Through many months of constant danger, Eismann survived. He returned to the U.S. in 1970 and enjoyed a rather quiet transition back into civilian life. He even resumed his studies at the University of Idaho. But it wasn’t all fun and pep rallies, especially for some of Eismann’s fellow soldiers.

“I had friends who were spat upon when they returned,” he said, noting that some Vietnam vets have been a bit jealous of the outpouring of support for servicemen and servicewomen returning from Iraq and Afghanistan.

Eismann didn’t feel welcome at college, either, during a time when anti-war sentiment was at its boiling point. For the most part, he kept quiet and pressed on.

After finishing his bachelor’s degree in sociology, he also obtained a law degree from UI — following the path of his dad, who’s 89 and still a practicing attorney.

Eventually becoming a judge, Eismann has been able to build upon his natural inclination to serve — the same urge that led him into the military nearly 40 years ago.

PROTECTING OTHER PEOPLE

“In Vietnam, our job was to risk our lives to try to protect other people,” he said. Many of his decisions have been rooted in that devotion.

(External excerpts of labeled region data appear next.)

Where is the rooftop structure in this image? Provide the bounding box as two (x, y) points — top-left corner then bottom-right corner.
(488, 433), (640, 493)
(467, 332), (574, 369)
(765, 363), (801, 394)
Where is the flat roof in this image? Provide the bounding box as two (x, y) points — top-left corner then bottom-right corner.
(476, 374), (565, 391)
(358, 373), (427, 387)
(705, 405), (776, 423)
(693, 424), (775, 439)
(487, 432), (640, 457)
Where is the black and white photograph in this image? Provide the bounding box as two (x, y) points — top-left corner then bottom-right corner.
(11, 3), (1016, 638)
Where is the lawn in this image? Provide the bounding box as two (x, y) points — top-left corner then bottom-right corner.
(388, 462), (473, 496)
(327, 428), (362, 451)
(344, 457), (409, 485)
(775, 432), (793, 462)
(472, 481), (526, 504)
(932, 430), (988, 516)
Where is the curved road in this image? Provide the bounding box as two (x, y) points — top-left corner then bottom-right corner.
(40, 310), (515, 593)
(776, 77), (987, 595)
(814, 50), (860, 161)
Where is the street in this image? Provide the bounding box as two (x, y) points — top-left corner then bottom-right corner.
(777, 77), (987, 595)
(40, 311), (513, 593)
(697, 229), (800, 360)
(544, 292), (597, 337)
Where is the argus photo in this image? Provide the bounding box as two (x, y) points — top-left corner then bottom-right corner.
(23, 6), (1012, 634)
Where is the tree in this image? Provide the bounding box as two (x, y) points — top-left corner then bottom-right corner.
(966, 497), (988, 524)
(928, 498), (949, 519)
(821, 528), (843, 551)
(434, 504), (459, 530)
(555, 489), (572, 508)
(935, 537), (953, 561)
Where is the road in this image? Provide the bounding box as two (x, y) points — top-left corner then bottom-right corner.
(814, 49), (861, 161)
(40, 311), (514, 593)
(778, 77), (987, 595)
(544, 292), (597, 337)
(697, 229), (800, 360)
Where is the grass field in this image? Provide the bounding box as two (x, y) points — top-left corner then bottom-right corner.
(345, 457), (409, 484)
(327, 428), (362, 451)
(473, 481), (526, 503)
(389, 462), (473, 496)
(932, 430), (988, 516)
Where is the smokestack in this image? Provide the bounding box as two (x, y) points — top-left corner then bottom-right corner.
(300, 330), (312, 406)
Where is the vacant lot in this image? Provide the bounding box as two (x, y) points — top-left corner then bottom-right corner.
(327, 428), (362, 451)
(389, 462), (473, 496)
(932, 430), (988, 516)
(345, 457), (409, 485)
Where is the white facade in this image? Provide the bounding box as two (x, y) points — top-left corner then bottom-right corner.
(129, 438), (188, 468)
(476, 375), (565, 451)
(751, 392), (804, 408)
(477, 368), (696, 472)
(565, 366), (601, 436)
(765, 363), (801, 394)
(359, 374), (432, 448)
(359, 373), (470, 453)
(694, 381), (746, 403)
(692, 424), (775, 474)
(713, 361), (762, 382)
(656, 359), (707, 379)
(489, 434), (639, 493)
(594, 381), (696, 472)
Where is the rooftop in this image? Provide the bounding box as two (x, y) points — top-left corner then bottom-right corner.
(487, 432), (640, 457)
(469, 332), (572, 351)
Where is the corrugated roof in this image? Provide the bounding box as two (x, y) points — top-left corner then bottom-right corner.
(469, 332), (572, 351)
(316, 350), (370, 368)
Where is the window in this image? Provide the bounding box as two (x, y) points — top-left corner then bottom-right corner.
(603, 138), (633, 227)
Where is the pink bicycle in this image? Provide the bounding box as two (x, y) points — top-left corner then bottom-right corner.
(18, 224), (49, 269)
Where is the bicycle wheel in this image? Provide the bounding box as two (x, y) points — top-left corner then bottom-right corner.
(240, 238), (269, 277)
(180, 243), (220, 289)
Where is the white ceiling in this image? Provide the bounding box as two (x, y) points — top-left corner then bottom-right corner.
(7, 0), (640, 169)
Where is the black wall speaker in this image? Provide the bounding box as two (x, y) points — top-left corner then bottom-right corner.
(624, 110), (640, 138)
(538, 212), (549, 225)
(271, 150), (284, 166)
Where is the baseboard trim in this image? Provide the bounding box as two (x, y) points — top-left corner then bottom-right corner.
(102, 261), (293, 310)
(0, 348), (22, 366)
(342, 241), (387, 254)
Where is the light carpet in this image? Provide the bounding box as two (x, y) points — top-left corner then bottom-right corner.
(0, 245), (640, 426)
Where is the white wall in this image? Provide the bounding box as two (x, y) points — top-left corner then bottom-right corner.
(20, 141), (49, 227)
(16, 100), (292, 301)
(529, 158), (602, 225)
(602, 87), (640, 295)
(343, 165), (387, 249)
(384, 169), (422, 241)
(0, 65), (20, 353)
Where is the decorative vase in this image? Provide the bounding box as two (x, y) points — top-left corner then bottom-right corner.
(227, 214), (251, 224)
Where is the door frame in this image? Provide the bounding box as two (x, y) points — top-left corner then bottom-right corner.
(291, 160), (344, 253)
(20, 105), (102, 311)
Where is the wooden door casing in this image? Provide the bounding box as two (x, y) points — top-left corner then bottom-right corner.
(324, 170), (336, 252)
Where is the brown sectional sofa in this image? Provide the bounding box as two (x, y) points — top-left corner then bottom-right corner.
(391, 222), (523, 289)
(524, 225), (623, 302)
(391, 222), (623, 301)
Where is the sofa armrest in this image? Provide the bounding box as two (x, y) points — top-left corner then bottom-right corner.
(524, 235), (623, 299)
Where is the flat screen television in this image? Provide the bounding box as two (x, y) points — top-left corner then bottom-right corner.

Eismann has been a strong voice for issues such as domestic violence, mental health and veteran services.

He also was instrumental in the formation of Ada County’s Drug Court and helped pave the way for the Idaho Drug Court Act. Drug courts offer nonviolent, substance-abusing offenders a court-monitored treatment program instead of jail time.

It’s a well-proven way to help people in trouble overcome the odds against them.

Eismann’s own story is about beating the odds — again and again. It happened again six years ago, when Eismann was given six weeks to live. He was diagnosed with non-Hodgkin lymphoma, a form of cancer that some link to the spraying of Agent Orange during the war. The military used the chemical to help thin out the thick, cumbersome foliage in which the Viet Cong often hid.

After four types of chemotherapy, Eismann has vastly outlived the grim diagnosis he received at the time. The doctors are flummoxed, saying the cancer is gone. That means more precious time to spend with his wife, three married children and four grandchildren.

To Eismann, his remarkable healing isn’t such a mystery. He credits God with sparing his life on numerous occasions.

“The biggest thing is that you can trust God in all circumstances,” he said.